Controllability of voltage- and calcium-driven cardiac alternans in a map model.

Certain cardiac arrhythmias are preceded by electrical alternans, a state characterized by beat-to-beat alternation in cellular action potential duration. Cardiac alternans may arise from different mechanisms including instabilities in voltage or intracellular calcium cycling. Although a number of techniques have been proposed to suppress alternans, these methods have mainly been tested using models that do not support calcium-driven alternans. Therefore, it is important to understand how control methods may perform when alternans is driven by instabilities in calcium cycling. In this study, we applied controllability analysis to a discrete map of alternans dynamics in a cardiac cell. We compared two different controllability measures to determine to what extent different control strategies could suppress alternans and tested these predictions using three feedback controllers. We found a modal controllability measure, unlike the minimum singular value of the controllability matrix, consistently indicated the control strategies requiring the least control effort and yielding the smallest closed-loop eigenvalue. In addition, action potential duration was identified as the most effective variable through which control can be applied, regardless of alternans mechanism, although sarcoplasmic reticulum calcium load was also useful for the calcium-driven alternans cases.

Discordant Alternans as a Mechanism for Initiation of Ventricular Fibrillation In Vitro.

Background Ventricular tachyarrhythmias are often preceded by short sequences of premature ventricular complexes. In a previous study, a restitution-based computational model predicted which sequences of stimulated premature complexes were most likely to induce ventricular fibrillation in canines in vivo. However, the underlying mechanism, based on discordant-alternans dynamics, could not be verified in that study. The current study seeks to elucidate the mechanism by determining whether the spatiotemporal evolution of action potentials and initiation of ventricular fibrillation in in vitro experiments are consistent with model predictions. Methods and Results Optical mapping voltage signals from canine right-ventricular tissue (n=9) were obtained simultaneously from the entire epicardium and endocardium during and after premature stimulus sequences. Model predictions of action potential propagation along a 1-dimensional cable were developed using action potential duration versus diastolic interval data. The model predicted sign-change patterns in action potential duration and diastolic interval spatial gradients with posterior probabilities of 91.1%, and 82.1%, respectively. The model predicted conduction block with 64% sensitivity and 100% specificity. A generalized estimating equation logistic-regression approach showed that model-prediction effects were significant for both conduction block ( P<1×10-15, coefficient 44.36) and sustained ventricular fibrillation ( P=0.0046, coefficient, 1.63) events. Conclusions The observed sign-change patterns favored discordant alternans, and the model successfully identified sequences of premature stimuli that induced conduction block. This suggests that the relatively simple discordant-alternans-based process that led to block in the model may often be responsible for ventricular fibrillation onset when preceded by premature beats. These observations may aid in developing improved methods for anticipating block and ventricular fibrillation.

Applications of control theory to the dynamics and propagation of cardiac action potentials.
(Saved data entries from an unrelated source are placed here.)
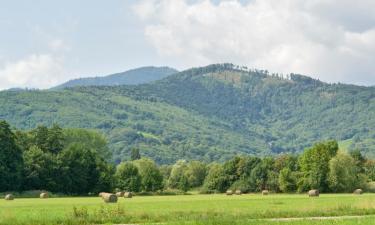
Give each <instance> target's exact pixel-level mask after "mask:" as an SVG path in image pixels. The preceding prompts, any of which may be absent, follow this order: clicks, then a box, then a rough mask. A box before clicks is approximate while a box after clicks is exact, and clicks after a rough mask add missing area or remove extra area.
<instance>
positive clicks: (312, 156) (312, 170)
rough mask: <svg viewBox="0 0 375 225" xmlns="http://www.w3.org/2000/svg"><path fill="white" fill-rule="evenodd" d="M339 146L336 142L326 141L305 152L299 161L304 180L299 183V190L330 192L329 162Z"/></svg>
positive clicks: (307, 150)
mask: <svg viewBox="0 0 375 225" xmlns="http://www.w3.org/2000/svg"><path fill="white" fill-rule="evenodd" d="M337 151H338V144H337V142H336V141H326V142H322V143H317V144H315V145H314V146H313V147H312V148H310V149H307V150H305V152H304V153H303V154H302V155H301V157H300V159H299V165H300V167H301V172H302V178H301V179H300V180H299V181H298V190H299V191H306V190H308V189H319V190H320V191H321V192H325V191H328V190H329V187H328V182H327V175H328V173H329V161H330V160H331V159H332V158H333V157H334V156H335V155H336V153H337Z"/></svg>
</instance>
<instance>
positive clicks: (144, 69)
mask: <svg viewBox="0 0 375 225" xmlns="http://www.w3.org/2000/svg"><path fill="white" fill-rule="evenodd" d="M177 72H178V71H177V70H175V69H172V68H169V67H151V66H150V67H141V68H138V69H133V70H129V71H126V72H122V73H116V74H112V75H108V76H103V77H89V78H79V79H75V80H70V81H68V82H66V83H63V84H61V85H59V86H57V87H54V88H53V89H55V90H56V89H63V88H67V87H76V86H117V85H136V84H144V83H149V82H152V81H156V80H160V79H162V78H164V77H167V76H169V75H171V74H174V73H177Z"/></svg>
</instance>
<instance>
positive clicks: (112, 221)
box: [0, 194, 375, 225]
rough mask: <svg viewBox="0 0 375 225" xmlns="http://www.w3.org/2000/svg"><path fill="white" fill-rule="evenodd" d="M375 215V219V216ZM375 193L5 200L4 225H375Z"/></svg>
mask: <svg viewBox="0 0 375 225" xmlns="http://www.w3.org/2000/svg"><path fill="white" fill-rule="evenodd" d="M348 215H367V216H366V217H364V218H344V219H337V220H322V221H320V220H305V221H300V220H298V221H279V220H275V221H273V220H268V219H270V218H296V217H298V218H300V217H324V216H348ZM372 215H374V216H372ZM374 221H375V194H364V195H361V196H355V195H351V194H342V195H339V194H326V195H321V196H320V197H319V198H308V197H307V196H306V195H269V196H261V195H254V194H249V195H241V196H225V195H184V196H152V197H134V198H132V199H124V198H120V199H119V202H118V203H117V204H105V203H103V202H102V200H101V199H100V198H99V197H90V198H50V199H37V198H35V199H33V198H29V199H15V200H14V201H5V200H0V224H7V225H13V224H42V225H43V224H72V225H73V224H134V223H136V224H139V223H159V224H160V223H162V224H164V223H165V224H186V225H190V224H192V225H193V224H194V225H195V224H202V225H203V224H222V225H224V224H296V225H297V224H308V225H310V224H322V225H323V224H324V225H325V224H374Z"/></svg>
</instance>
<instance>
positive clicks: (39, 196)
mask: <svg viewBox="0 0 375 225" xmlns="http://www.w3.org/2000/svg"><path fill="white" fill-rule="evenodd" d="M39 197H40V198H42V199H46V198H48V193H47V192H42V193H40V195H39Z"/></svg>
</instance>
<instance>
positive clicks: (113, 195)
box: [102, 193, 117, 203]
mask: <svg viewBox="0 0 375 225" xmlns="http://www.w3.org/2000/svg"><path fill="white" fill-rule="evenodd" d="M102 198H103V200H104V202H105V203H116V202H117V196H116V195H115V194H112V193H104V194H103V195H102Z"/></svg>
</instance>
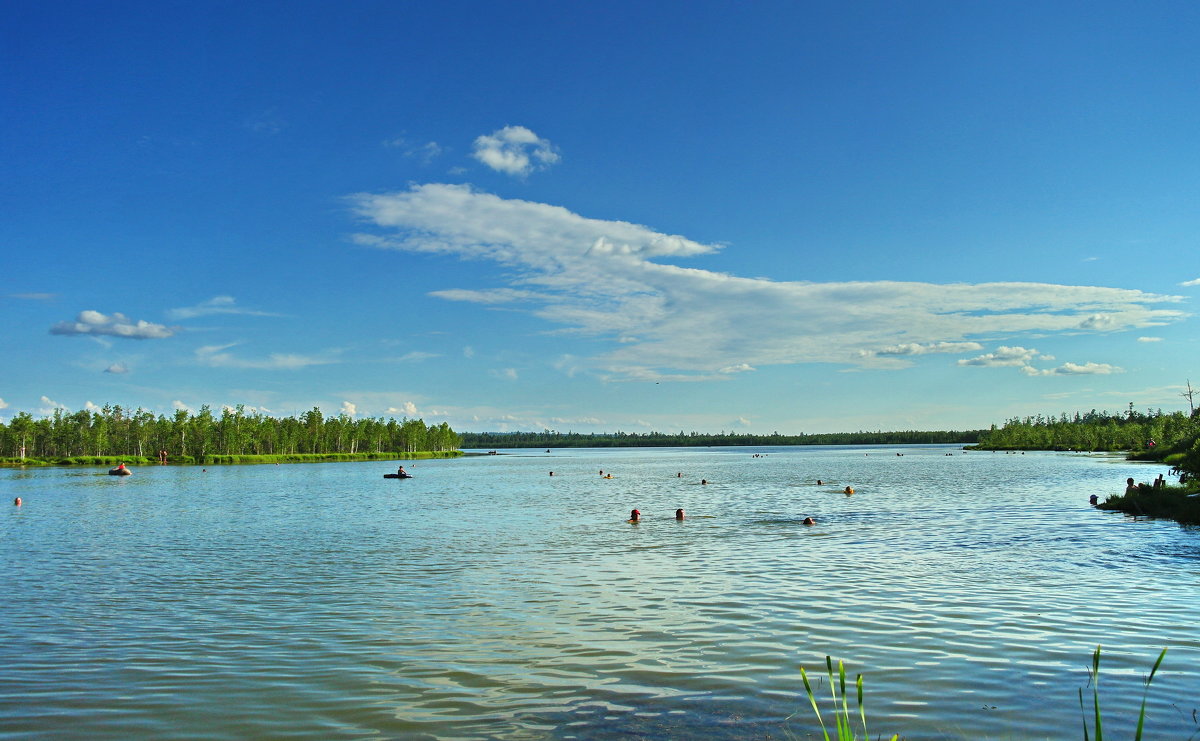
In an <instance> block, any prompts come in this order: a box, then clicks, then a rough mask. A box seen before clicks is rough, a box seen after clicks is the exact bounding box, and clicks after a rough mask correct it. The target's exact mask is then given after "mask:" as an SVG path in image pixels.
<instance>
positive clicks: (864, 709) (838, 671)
mask: <svg viewBox="0 0 1200 741" xmlns="http://www.w3.org/2000/svg"><path fill="white" fill-rule="evenodd" d="M826 674H827V675H828V677H829V695H830V701H832V704H833V718H834V729H835V733H836V736H830V735H829V729H828V727H827V725H826V722H824V718H823V717H822V716H821V707H820V705H818V704H817V695H816V693H815V692H814V691H812V683H811V682H809V675H808V674H806V673H805V671H804V667H800V679H802V680H804V692H805V693H806V694H808V695H809V703H810V704H811V705H812V712H814V713H815V715H816V716H817V723H820V724H821V733H822V734H824V739H826V741H832V739H836V740H838V741H856V740H857V739H858V737H859V736H858V735H857V734H856V733H854V728H853V721H852V717H851V712H850V703H848V700H847V699H846V667H845V664H844V663H842V662H841V661H840V659H839V661H838V681H836V682H835V681H834V674H833V658H830V657H828V656H826ZM854 689H856V694H857V699H858V718H859V723H860V724H862V728H863V736H862V737H863V739H870V737H871V736H870V734H869V733H868V731H866V707H865V706H864V705H863V675H862V674H859V675H858V676H857V677H854ZM798 712H799V711H798V710H797V711H796V712H793V713H792V715H790V716H787V721H791V719H792V718H793V717H796V715H797V713H798ZM896 739H899V735H894V736H892V741H896Z"/></svg>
Sudden cardiac arrest is a widespread cause of death in the industrialized world. Most cases of sudden cardiac arrest are due to ventricular fibrillation (VF), a lethal cardiac arrhythmia. Electrophysiological abnormalities such as alternans (a beat-to-beat alternation in action potential duration) and conduction block have been suspected to contribute to the onset of VF. This study focuses on the use of control-systems techniques to analyze and design methods for suppressing these precursor factors. Control-systems tools, specifically controllability analysis and Lyapunov stability methods, were applied to a two-variable Karma model of the action-potential (AP) dynamics of a single cell, to analyze the effectiveness of strategies for suppressing AP abnormalities. State-feedback-integral (SFI) control was then applied to a Purkinje fiber simulated with the Karma model, where only one stimulating electrode was used to affect the system. SFI control converted both discordant alternans and 2:1 conduction block back toward more normal patterns, over a wider range of fiber lengths and pacing intervals compared with a Pyragas-type chaos controller. The advantages conferred by using feedback from multiple locations in the fiber, and using integral (i.e., memory) terms in the controller, are discussed.

Enhanced Computer Modeling of Cardiac Action Potential Dynamics using Experimental Data-Based Feedback.
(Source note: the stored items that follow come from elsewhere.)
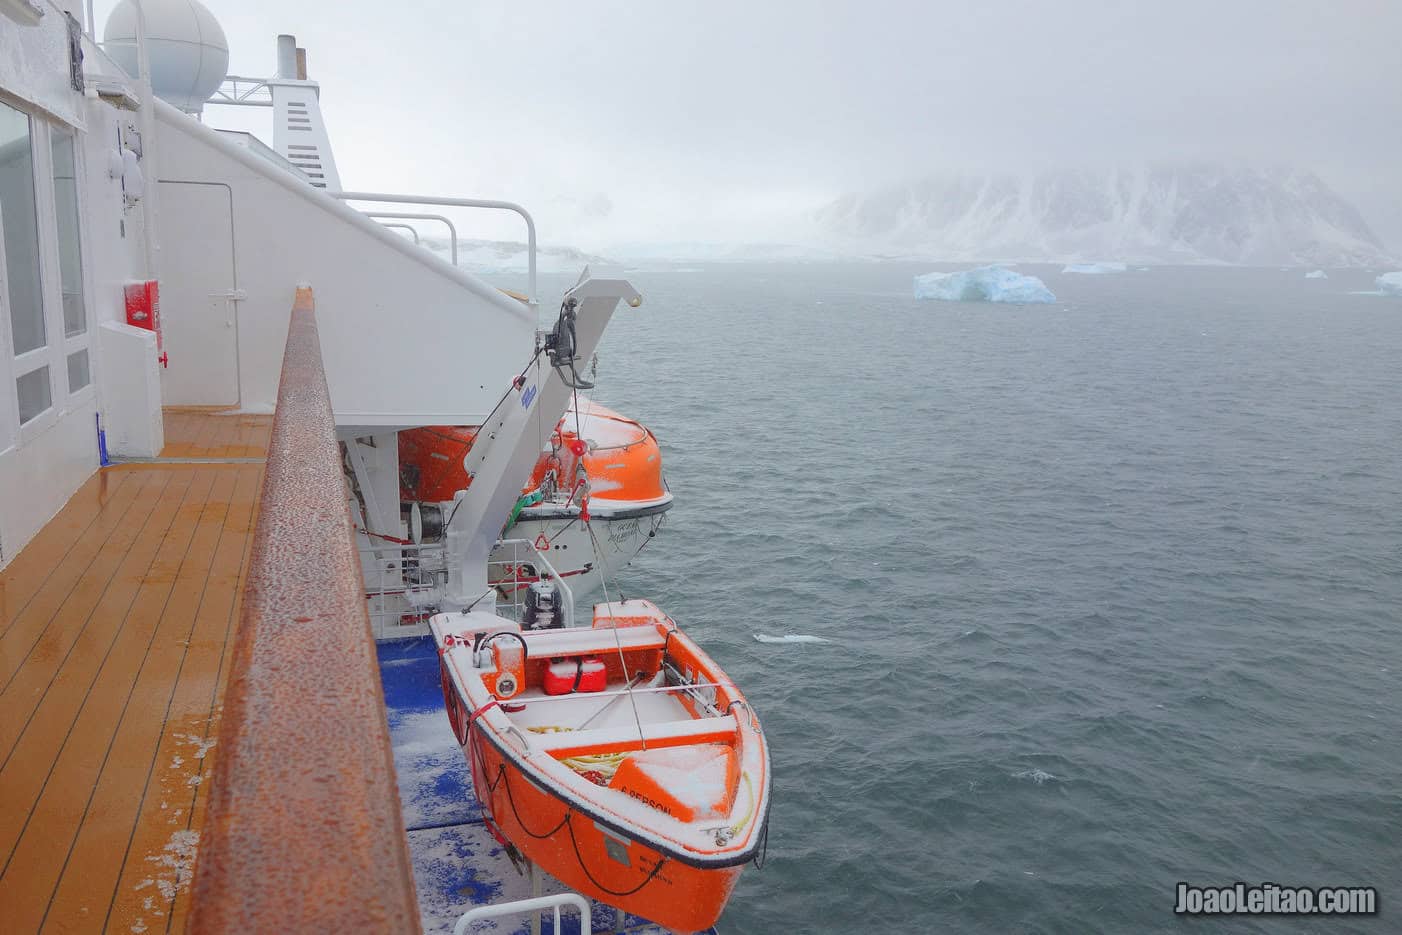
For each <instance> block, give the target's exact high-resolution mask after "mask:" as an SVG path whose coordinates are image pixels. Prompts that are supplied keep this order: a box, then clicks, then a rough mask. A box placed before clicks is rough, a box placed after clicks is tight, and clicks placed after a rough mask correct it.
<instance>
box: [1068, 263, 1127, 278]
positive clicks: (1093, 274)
mask: <svg viewBox="0 0 1402 935" xmlns="http://www.w3.org/2000/svg"><path fill="white" fill-rule="evenodd" d="M1126 269H1129V266H1126V265H1124V264H1067V265H1066V266H1063V268H1061V272H1064V273H1085V275H1087V276H1102V275H1105V273H1122V272H1124V271H1126Z"/></svg>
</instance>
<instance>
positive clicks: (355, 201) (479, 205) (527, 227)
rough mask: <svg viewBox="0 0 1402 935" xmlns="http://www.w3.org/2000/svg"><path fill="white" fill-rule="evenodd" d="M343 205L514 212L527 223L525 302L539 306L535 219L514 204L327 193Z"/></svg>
mask: <svg viewBox="0 0 1402 935" xmlns="http://www.w3.org/2000/svg"><path fill="white" fill-rule="evenodd" d="M327 195H331V198H339V199H341V200H343V202H381V203H386V205H443V206H447V207H486V209H492V210H503V212H515V213H517V214H520V216H522V219H523V220H524V221H526V248H527V258H526V264H527V266H526V268H527V278H529V283H530V285H529V287H527V290H526V299H527V303H529V304H530V307H531V308H536V307H538V306H540V303H538V301H537V296H536V219H533V217H531V216H530V212H529V210H526V209H524V207H522V206H520V205H517V203H515V202H498V200H492V199H488V198H437V196H435V195H391V193H388V192H327Z"/></svg>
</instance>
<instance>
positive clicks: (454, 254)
mask: <svg viewBox="0 0 1402 935" xmlns="http://www.w3.org/2000/svg"><path fill="white" fill-rule="evenodd" d="M363 213H365V216H366V217H374V219H377V220H379V219H380V217H400V219H404V220H437V221H443V223H444V224H447V233H449V237H450V244H451V250H453V265H454V266H457V227H456V226H454V224H453V221H451V220H449V219H447V217H443V214H421V213H418V212H363ZM401 226H402V224H401ZM386 227H395V224H386ZM414 243H415V244H416V243H419V241H418V238H415V240H414Z"/></svg>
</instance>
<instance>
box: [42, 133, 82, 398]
mask: <svg viewBox="0 0 1402 935" xmlns="http://www.w3.org/2000/svg"><path fill="white" fill-rule="evenodd" d="M49 139H50V140H52V150H53V206H55V209H56V210H57V226H59V278H60V279H62V282H63V335H64V336H66V338H73V336H76V335H80V334H83V332H84V331H87V310H86V308H84V306H83V244H81V241H80V240H79V184H77V168H76V167H77V160H76V158H74V154H73V132H72V130H66V129H62V128H57V126H55V128H50V130H49ZM84 370H87V364H86V363H84ZM70 373H72V367H70ZM79 385H87V381H84V383H81V384H79ZM76 388H77V385H72V384H70V385H69V391H73V390H76Z"/></svg>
Mathematical models of cardiac action potential (AP) dynamics are useful for studying the formation of dynamically significant patterns such as alternans and conduction block. A closed-loop observer is an augmented version of a mathematical model, in which experimental data are supplied to the model through feedback. In this study, tools for observer analysis were applied to a two-variable Karma model of AP dynamics. For a single-cell system, it was confirmed that membrane potential data could be used to reconstruct the system state, and that Luenberger feedback could stabilize the observer. Next an observer with a 1D geometry was tested with microelectrode membrane-potential data from a 2.1cm in vitro canine Purkinje fiber. It was shown that the observer produced more accurate AP duration (APD) estimates than the model by itself. These reconstructed quantities could be used to provide enhanced information to anti-tachyarrhythmic stimulus protocols that depend on real-time measurements.